Prof. Ran Zadok, Department of Archaeology and Ancient Near Eastern Cultures, Tel Aviv University

Prof. Ran Zadok is the world's leading expert in ancient Near Eastern population groups in the first millennium. Over the past decades, he assembled almost single handed the cuneiform data concerned with Judeans, Israelites, and other West Semitic ethnic groups. The results of his studies are published in numerous monographs and articles. Prof. Zadok's achievement in the field of Assyrian and Babylonian population groups and onomastics remains unparalleled in the field of ancient Near Eastern Studies by virtue of his vast collection of data, following the transliteration and translation of over 3000 cuneiform tablets, many of which are as yet unpublished.

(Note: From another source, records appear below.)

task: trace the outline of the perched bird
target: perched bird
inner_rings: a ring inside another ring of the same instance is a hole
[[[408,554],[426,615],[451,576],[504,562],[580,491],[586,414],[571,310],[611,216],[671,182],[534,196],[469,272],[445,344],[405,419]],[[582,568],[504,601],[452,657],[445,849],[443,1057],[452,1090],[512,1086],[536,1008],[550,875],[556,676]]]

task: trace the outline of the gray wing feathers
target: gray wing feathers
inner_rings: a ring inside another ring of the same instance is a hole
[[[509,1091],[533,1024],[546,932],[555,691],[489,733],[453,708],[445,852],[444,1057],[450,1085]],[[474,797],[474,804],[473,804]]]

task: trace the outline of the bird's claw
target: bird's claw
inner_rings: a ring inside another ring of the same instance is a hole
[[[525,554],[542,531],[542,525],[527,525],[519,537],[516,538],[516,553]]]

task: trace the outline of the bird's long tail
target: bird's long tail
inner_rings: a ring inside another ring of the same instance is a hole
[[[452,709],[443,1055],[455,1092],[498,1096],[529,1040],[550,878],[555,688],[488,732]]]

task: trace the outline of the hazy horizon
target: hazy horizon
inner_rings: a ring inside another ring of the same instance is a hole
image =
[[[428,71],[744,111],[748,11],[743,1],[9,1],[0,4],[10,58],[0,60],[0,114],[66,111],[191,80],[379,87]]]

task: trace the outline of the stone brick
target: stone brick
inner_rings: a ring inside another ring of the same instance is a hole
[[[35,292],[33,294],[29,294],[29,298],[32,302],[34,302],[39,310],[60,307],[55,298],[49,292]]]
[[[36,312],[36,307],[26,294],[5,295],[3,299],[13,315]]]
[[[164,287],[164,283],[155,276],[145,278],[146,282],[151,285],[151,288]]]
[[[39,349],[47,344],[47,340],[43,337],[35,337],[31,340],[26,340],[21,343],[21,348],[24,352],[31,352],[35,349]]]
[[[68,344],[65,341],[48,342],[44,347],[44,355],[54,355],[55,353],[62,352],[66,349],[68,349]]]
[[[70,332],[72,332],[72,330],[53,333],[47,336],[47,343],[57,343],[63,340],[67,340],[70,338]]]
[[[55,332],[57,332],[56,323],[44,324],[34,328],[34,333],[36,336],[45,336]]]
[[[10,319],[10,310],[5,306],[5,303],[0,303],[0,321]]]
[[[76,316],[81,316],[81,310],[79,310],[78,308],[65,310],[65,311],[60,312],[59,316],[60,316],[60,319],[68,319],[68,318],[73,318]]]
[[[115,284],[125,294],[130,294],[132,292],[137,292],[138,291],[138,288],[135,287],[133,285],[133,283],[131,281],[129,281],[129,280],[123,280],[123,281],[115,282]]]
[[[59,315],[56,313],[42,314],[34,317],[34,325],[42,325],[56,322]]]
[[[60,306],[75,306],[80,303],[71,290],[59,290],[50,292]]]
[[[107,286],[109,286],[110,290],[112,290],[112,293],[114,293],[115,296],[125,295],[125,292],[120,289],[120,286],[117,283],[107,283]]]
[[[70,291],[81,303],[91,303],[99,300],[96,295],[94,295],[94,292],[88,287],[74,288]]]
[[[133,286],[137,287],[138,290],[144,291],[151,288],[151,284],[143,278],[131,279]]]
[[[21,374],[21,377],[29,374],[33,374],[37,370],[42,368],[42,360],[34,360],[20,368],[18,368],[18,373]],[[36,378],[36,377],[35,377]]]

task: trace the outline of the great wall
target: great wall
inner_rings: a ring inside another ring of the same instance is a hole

Prof. Yoram Cohen, Department of Archaeology and Ancient Near Eastern Cultures, Tel Aviv University

Prof. Yoram Cohen has studied the archives of the city of Emar. By forming the Emar Online Database, he established together with co-researcher Dr. d'Alfonso (University of Konstanz, Germany) the city's chronology which is relevant to our understanding of the end of the Late Bronze Age. Dr. Cohen brings to the current project his expertise in the study of ancient archives and the construction of large-scale computerized projects.

Prof. Kathleen Abraham, Faculty of Arts - Language and Area Studies (Ancient Near East) , University of Leuven.

Prof. Kathleen Abraham specializes in the socio-economic history of Babylonia in the Neo-Babylonian and Persian periods. She has extensively studied the archives of several Babylonian families and reconstructed from the documents that were held in these archives the families' economic profile and social network. In her books and articles she gives a lively picture of how these Babylonian families built up their wealth, developed strategies to maintain or expend their wealth, and nurtured links with the local priestly or political establishment. Her publication of two of the Āl Yāhūdu tablets for the first time, a marriage contract and an inheritance contract involving parties of Judean descent, elaborates on the Judean versus local Babylonian marriage practices, the living conditions of immigrant families in Babylonia and the process of their linguistic and economic assimilation.